Fifteen Percent of Industrial Companies in Russia Are “Zombies”

In the Russian industry, zombie firms account about 10-15% of the total. This is the conclusion reached by specialists from the Center for Business Studies of the National Research University Higher School of Economics in their assessment of Russian industrial business activities, according to Vedomosti.

Analysts at the Institute classify “zombies” as ineffective, unproductive industrial organizations on the brink of bankruptcy that generate non-competitive, basically undemanding goods.

The HSE’s estimates are based on the findings of monthly Rosstat polls of managers of about 4,000 large and medium-sized industrial firms from the Federation’s 82 component bodies.

The Ministry of Industry and Trade official described the institute’s evaluation as objective, but cautioned against dramatizing the issue.
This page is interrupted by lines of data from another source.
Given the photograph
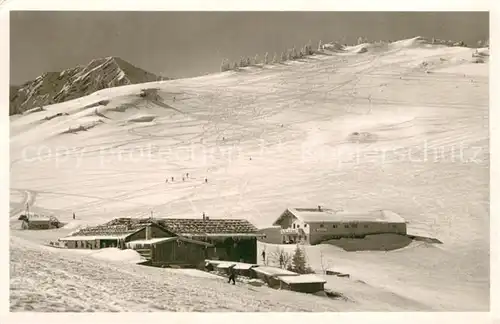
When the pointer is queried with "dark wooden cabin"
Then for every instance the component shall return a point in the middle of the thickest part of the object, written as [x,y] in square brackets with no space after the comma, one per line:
[169,251]
[115,233]
[307,283]
[33,221]
[232,239]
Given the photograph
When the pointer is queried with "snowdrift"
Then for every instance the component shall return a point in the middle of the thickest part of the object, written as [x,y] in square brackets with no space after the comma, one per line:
[117,255]
[141,119]
[378,242]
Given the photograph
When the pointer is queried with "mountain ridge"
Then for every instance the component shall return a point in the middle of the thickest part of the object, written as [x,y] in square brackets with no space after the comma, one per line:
[56,87]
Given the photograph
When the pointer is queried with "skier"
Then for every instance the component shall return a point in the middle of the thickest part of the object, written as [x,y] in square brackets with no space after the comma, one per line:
[232,274]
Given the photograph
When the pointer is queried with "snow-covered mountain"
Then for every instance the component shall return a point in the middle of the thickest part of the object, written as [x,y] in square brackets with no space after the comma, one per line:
[56,87]
[267,138]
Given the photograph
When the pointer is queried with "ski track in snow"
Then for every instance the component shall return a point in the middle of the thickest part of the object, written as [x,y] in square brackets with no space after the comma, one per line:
[442,193]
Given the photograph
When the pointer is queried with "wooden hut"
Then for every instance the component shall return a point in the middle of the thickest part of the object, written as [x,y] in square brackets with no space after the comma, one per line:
[307,283]
[232,239]
[240,268]
[270,275]
[170,251]
[115,233]
[33,221]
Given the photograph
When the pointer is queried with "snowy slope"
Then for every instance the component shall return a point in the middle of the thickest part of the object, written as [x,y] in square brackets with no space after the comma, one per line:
[54,87]
[425,108]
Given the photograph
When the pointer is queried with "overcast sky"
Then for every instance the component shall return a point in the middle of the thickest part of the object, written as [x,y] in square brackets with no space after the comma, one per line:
[183,44]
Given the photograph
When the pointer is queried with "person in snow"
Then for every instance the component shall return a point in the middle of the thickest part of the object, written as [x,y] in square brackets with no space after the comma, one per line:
[232,274]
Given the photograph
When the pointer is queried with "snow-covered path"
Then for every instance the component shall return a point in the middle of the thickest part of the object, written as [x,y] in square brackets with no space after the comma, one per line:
[429,161]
According to him, what specialists refer to as zombie businesses are, in general, closed objects that are less expensive and simpler to maintain as a legal entity and property complex than to liquidate.

According to a department official, the proportion of companies that incurred a loss in 2019 was 23.1 percent, and this number is expected to grow to 25 percent in 2020. According to Rosstat, between January and May 2021, big and medium-sized industrial firms in the extractive sectors accounted for almost 38.9 percent of their entire number of unprofitable economic agents, while their share in the processing industries was smaller – 27.8 percent.

According to a spokesperson of the Bank of Russia, there are now no dangers to the financial system connected with the existence of zombie businesses. According to him, this is also supported by the decreasing dynamics of the proportion of bad loans (loans in the IV-V quality categories). Since the start of the epidemic on August 1, the proportion of problematic loans in borrowers’ credit portfolios – big businesses and SMEs – has fallen by 2.1 and 3.7 percentage points, to 8.1 and 13.6 percent, respectively, according to the Central Bank spokesman.